Chinese wildlife authorities are planning to tempt a famous herd of migrating elephants with food baits and set up road blocks to direct them towards a suitable habitat, as the animals continue on their path to Yunnan province, the state media reported.
The elephants became a global sensation with their trek of over 500 kilometres from their home in a wildlife reserve in Southwest China’s Yunnan province to the outskirts of the provincial capital of Kunming, with every move of the herd reported widely. Their videos are viral on Chinese social media sites as well as on Twitter and YouTube.
Chinese authorities deployed hundreds of personnel last week to keep track of their movement and prevent any conflict if they land up in a human settlement. According to Xinhua, a total of 319 personnel, more than 600 vehicles and 18 drones were monitoring the herd and a total of 3,548 people were evacuated on Saturday.

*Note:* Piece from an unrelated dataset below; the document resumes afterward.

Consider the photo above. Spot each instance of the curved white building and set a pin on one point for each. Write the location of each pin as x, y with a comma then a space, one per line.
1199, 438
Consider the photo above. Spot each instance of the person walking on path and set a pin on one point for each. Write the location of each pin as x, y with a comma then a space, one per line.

The authorities have kept an eye on the group for over a month, including sending police to evacuate roads or distract them away from a densely populated area.
The group took a break on Monday for a day during which they were captured sleeping together in a patch of forest on the outskirts of southwest China’s Kunming. The video of the herd sleeping also went viral.
The Chinese authorities have reported that instead of 15, now 14 elephants continue to move ahead in their journey reaching the Shijie Township in the city of Yuxi after another elephant broke away from the herd eight days ago and stayed in the Jinning District of Kunming.
Asian elephants are at the threat of extinction and continue to be under A-level state protection in China. They are mostly found in Yunnan province. In recent decades, the number of elephants in the province has almost doubled due to enhanced protection efforts. Wildlife experts believe that could be a possible reason behind the migration.
“The reason for the migration of this herd is still unclear, but the possible reasons could be lack of food supply, elephants number growth, and the most important - habitat loss,” Evan Sun, Wildlife Campaign Manager at World Animal Protection, China, said.